“Where there is sorrow, there is holy ground.” (Oscar Wilde)

Ever since I began preparing for our recent Sharing Hope Bereavement Seminar I’ve been thinking a lot about sorrow. The content of the seminar was born from reading Francis Weller’s excellent book on grief and ritual, The Wild Edge of Sorrow. (https://www.amazon.com/Wild-Edge-Sorrow-Rituals-Renewal/dp/1583949763)

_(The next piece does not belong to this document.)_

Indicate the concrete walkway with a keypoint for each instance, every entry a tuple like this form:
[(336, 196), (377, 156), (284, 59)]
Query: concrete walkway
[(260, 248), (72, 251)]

Weller views griefwork as standing before five gates, each summoning us to the sacred space in our loss. These gates do not offer passage through the grief journey with carefully designed stages, but rather are landmarks in an “apprenticeship with grief.” These gates are always before us, we are perpetually walking through. When we experience a painful loss these gates help us to right our relationship with sorrow. The gates are applicable to many kinds of loss, not only death loss, in fact, often a death loss raises other types of losses to the surface (marriage/divorce, loss of a job, loss of standing in community or a family, loss of physical health, loss of youth). Weller’s five gates give us a wider view, offer entry to our inner landscape, and allow a path forward. This blog considers the third gate, the one at which we meet the sorrows of the world.


While I have relished living my entire life as a planetary pilgrim with a robust communal identity, there are times when I need to tune down the world. This happens when the sorrows of the world overcome my broken, bursting or anxious heart and I cannot embrace any more of the world’s pain. Fortunately, it is not a frequent occurrence. I have come to recognize my need to pull back as a precious time to examine the influence of the sorrows of the world on me. When we grieve, the accumulated sorrow of the losses of the world can become fused with our personal loss. Simply watching the nightly news, which I dare say is nearly 90% bad news, can distort our emotions and compound our loss.


Weller considers healthy grief as communal. While sorrow is personal, there is always a public dynamic, sorrow is always shared. Every time I say, “I’m so sorry” to a griever, I silently berate myself for saying something so obviously trite and unhelpful. But after considering Weller’s gate of the sorrows of the world, I am re-thinking this greeting. Surely, the world’s sorrow, whether it involves a stranger from Gaza experiencing famine, or the 2018 summertime rescue of the football team in Thailand, causes me to feel a deep sadness. When I walk the rail trails of Massachusetts and see litter, or gaze over a pond with trash, my heart sinks. When I experience the very real divisions in democracy or think about the latest siren call announcing an Amber alert, I mourn. I grieve every time I hear of a mass shooting. I truly am sorry for all these things and more. I genuinely care about the pain another person experiences and I do mourn the community losses. Being a citizen of the world can be dangerous to the heart and I am ever mourning at the gate of the sorrows of the world. When I experience a loss in my life, when I share a death loss with people I know personally or professionally, I sincerely am sorry for their loss. My heart breaks because theirs does. I understand what it feels like to be sad, tired, or overcome with the ache that a death loss brings. I see they are in pain, and I am sorry for their loss, recognizing it is only one of many sorrows I meet each day.


I agree with Weller that we are all apprentices, not only with grief, but with sorrow. As apprentices we must become skilled experts, standing at the gate of the world’s sorrows and our own. We pause at sorrow’s gate to open to the pains of our planet. Here we learn to honor and hold anguish even as we move through it, recommitting ourselves to grief’s healing work. Personal loss and the world’s deep sorrows teach us, encouraging growth in compassion, mercy and kindness.